Follicular tumors are most common in dogs, with an incidence of 0.4 to 4%.1,2 Cytologic diagnosis of follicular tumors is usually accomplished by the presence of the basilar cells with keratin, particularly the finding of ‘ghost’ cells, which are characteristic of bulbar epithelium. The latter indicate the presence of a cyst or tumor arising from the hair follicle, with differential diagnoses of hybrid (containing epithelial cells from 2 or more regions of the follicle), infundibular, or matrical cysts, trichoepithelioma or pilomatricoma.1-4 However, epithelial lining cells may be seen in aspirates from cysts and cannot reliably distinguish between a follicular cyst or tumor.4 Of these lesions, only follicular hamartomas, hybrid cysts, solitary or multiple trichoepitheliomas, and a single pilomatricoma have been reported in camelids.5-8 ‘Ghost’ cells were not identified in cytologic smears of the discharge from hybrid cysts in 3 camelids in one report;3 however, infundibular-isthmus cysts are the most common type of hybrid cyst and these may contain a few nests of ‘ghost’ cells, as may matrical cysts.1,2 Cytologic differentiation between a follicular cyst or tumor was not possible in this case due to the absence of epithelial cells4 and the definitive diagnosis required histopathologic evaluation of the excised mass, with identification of the characteristic epithelia and keratinization patterns.1,2
- Gross TL, Ihrke PJ, Walder EJ, Affolter VK. Skin Diseases of the Dog and Cat: Clinical and Histopathology Diagnosis. 2nd ed. Ames, IA: Blackwell Science Ltd; 2005:604-640.

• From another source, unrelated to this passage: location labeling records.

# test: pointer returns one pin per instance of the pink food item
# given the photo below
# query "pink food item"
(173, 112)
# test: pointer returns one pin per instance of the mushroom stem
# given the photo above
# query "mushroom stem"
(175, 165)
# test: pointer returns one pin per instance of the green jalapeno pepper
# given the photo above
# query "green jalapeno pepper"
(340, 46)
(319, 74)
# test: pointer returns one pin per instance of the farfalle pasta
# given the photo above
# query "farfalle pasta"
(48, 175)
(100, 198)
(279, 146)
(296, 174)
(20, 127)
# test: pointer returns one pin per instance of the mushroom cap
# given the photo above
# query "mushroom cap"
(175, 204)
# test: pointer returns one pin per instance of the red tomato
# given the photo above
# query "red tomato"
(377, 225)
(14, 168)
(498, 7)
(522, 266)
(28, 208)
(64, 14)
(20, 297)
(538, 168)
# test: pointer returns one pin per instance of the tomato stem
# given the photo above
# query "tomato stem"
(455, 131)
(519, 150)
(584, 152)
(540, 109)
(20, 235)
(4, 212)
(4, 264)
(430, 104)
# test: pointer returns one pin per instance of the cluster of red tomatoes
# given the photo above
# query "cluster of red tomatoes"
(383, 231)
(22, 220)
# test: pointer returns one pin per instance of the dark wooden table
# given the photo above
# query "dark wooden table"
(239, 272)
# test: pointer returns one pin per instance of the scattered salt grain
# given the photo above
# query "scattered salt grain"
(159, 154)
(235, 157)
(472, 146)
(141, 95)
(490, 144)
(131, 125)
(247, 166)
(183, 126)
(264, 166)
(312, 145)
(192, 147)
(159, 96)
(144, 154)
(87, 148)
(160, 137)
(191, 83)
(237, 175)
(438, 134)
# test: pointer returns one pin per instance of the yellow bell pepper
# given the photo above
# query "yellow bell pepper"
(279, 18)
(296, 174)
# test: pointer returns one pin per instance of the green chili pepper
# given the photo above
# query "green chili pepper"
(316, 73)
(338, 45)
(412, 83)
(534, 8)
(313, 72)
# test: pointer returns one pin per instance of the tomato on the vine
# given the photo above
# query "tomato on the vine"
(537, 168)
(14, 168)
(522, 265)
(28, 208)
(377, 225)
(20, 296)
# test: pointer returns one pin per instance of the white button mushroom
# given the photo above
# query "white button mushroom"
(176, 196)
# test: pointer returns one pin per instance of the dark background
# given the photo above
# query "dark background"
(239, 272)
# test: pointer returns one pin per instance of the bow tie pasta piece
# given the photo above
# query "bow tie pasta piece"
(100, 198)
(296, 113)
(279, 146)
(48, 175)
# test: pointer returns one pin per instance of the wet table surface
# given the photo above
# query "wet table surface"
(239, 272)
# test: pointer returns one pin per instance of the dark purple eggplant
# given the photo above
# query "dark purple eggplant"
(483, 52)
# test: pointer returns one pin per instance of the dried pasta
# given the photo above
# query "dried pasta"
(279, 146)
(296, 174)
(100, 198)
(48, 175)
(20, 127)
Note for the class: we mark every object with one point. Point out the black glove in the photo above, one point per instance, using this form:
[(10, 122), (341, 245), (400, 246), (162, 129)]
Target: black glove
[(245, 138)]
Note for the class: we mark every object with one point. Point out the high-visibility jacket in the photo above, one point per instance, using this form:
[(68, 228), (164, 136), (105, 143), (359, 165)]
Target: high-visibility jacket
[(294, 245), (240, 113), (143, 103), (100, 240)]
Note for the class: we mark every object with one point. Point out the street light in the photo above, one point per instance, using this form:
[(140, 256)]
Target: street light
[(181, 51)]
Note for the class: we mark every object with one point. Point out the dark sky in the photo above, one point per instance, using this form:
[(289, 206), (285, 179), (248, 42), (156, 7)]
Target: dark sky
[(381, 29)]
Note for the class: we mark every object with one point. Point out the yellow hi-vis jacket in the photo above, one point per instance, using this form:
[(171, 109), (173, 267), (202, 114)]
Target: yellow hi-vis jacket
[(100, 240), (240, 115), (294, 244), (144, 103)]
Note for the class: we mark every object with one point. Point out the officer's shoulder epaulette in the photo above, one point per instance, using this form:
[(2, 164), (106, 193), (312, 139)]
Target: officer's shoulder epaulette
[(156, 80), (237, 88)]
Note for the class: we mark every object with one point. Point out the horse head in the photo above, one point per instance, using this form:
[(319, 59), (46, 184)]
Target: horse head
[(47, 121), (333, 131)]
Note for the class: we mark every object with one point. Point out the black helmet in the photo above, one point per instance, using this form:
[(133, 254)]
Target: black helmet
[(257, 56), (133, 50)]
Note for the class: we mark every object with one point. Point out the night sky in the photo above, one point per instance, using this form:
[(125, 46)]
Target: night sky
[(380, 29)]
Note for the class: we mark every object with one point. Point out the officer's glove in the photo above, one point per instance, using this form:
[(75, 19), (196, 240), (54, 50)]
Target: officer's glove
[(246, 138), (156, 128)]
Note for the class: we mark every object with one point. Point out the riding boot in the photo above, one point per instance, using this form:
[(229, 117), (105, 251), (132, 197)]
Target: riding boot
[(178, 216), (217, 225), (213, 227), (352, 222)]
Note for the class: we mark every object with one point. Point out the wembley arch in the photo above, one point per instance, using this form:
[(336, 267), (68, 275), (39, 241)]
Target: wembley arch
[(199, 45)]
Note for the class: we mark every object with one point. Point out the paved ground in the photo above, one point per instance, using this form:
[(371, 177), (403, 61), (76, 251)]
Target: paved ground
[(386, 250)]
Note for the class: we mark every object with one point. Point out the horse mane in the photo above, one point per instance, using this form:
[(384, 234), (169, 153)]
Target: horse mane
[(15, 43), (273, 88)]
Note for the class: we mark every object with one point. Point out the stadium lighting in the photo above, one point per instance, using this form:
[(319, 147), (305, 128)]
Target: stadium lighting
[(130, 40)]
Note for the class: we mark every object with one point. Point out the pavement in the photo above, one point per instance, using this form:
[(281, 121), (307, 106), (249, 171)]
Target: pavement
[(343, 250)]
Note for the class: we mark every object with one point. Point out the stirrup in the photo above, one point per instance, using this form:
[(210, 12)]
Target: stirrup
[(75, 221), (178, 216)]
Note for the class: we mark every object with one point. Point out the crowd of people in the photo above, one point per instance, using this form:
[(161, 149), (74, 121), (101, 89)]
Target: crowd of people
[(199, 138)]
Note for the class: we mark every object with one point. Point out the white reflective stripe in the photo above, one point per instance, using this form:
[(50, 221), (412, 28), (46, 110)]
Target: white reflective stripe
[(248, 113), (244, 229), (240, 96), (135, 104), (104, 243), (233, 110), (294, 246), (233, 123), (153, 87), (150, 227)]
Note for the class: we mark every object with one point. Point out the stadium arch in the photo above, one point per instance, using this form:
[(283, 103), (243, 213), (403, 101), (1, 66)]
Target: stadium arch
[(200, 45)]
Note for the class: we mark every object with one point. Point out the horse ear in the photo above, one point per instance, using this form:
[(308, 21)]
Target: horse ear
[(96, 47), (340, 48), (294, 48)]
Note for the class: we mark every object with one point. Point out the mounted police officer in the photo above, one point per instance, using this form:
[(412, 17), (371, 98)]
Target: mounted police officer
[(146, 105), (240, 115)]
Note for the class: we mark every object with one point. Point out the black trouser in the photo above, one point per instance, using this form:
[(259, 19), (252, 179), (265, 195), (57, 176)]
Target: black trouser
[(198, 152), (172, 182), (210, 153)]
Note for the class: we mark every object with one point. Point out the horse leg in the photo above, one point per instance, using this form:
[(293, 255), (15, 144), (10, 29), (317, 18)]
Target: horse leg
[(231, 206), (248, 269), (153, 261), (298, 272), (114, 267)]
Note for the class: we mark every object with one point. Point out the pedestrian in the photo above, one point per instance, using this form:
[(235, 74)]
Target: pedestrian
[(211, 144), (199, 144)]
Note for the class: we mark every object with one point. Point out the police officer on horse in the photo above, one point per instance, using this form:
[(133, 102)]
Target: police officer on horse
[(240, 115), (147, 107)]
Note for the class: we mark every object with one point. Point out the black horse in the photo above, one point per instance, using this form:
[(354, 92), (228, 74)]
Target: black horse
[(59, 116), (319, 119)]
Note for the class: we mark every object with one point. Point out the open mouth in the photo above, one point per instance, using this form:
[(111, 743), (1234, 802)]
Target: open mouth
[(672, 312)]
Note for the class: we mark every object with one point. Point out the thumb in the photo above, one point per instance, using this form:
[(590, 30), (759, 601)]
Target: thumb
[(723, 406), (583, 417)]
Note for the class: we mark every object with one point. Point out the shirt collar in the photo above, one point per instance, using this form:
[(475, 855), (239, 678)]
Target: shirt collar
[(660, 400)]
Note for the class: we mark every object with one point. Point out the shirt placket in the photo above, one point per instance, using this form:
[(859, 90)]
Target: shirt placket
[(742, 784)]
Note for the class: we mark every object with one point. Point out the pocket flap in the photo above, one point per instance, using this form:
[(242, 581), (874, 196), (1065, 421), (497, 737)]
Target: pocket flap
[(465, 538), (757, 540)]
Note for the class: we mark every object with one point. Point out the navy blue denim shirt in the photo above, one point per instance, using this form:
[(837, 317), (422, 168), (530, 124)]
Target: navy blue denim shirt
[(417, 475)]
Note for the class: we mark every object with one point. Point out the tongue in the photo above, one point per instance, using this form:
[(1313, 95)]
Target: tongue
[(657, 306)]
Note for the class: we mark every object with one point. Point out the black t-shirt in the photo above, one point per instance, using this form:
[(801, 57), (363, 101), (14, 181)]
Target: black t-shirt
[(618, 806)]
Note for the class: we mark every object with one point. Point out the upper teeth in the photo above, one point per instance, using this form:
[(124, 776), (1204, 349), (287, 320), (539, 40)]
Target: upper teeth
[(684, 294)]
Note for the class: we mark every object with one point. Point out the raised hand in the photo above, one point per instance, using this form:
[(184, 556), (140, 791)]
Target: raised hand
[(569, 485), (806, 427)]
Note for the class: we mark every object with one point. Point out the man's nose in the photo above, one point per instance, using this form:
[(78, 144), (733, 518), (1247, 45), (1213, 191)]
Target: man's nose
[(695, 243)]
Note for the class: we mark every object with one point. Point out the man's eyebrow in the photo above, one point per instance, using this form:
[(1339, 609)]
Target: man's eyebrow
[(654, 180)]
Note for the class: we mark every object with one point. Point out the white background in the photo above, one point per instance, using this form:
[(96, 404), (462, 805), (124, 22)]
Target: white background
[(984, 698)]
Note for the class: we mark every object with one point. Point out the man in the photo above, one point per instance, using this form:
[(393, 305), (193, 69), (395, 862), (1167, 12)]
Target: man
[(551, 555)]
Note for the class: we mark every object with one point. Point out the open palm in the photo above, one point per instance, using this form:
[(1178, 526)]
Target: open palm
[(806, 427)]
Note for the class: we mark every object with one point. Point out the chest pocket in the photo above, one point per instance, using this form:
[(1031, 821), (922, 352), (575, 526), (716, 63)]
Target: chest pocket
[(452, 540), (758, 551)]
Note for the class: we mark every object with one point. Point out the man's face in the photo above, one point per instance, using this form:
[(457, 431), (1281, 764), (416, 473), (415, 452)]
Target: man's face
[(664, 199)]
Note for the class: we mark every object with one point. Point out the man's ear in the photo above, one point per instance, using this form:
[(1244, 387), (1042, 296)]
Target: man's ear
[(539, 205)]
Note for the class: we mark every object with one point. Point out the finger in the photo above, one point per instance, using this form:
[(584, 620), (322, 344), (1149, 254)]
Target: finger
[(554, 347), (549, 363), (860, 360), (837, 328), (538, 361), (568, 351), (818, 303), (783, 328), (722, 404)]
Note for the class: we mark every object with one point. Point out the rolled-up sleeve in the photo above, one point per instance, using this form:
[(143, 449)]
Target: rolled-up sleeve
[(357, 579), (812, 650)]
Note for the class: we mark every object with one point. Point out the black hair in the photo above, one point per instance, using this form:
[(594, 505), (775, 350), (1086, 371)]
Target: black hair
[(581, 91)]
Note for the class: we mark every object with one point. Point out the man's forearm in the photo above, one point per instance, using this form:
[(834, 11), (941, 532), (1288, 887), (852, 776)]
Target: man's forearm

- Wiener DJ. Histologic features of hair follicle neoplasms and cysts in dogs and cats: a diagnostic guide. J Vet Diagn Invest 2021;33:479–497.
- Masserdotti C, Ubbiali FA. Fine needle aspiration cytology of pilomatricoma in three dogs. Vet Clin Pathol. 2002;31:22-25.
- Adedeji AO, Affolter VK, Christopher MM. Cytologic features of cutaneous follicular tumors and cysts in dogs. Vet Clin Pathol 2017;46:143–150.
- Scott DW, Vogel JW, Fleis RI, Miller WH, Jr., Smith MC. Skin diseases in the alpaca (Vicugna pacos): a literature review and retrospective analysis of 68 cases (Cornell University 1997-2006). Vet Dermatol. 2011;22:2-16.9(6):1145-1158. doi:10.1016/j.ajpath.2019.02.00.
- Suedmeyer WK, Williams F, 3rd. Multiple trichoepitheliomas in an alpaca (Lama pacos). J Zoo Wildl Med. 2005;36:706-708.
- Newkirk KM, Frank LA. Multiple follicular cysts in four alpacas (Vicugna pacos). Vet Dermatol 2011;22:275–278.
- Aboellail TA, Waugh M, Harvey A, et al. Neoplasia and Proliferative Lesions of New World Camelids: A Systematic Literature Review and Retrospective Study of Cases Submitted to Colorado State University From 1995 to 2020. Front Vet Sci 2021;8:743498.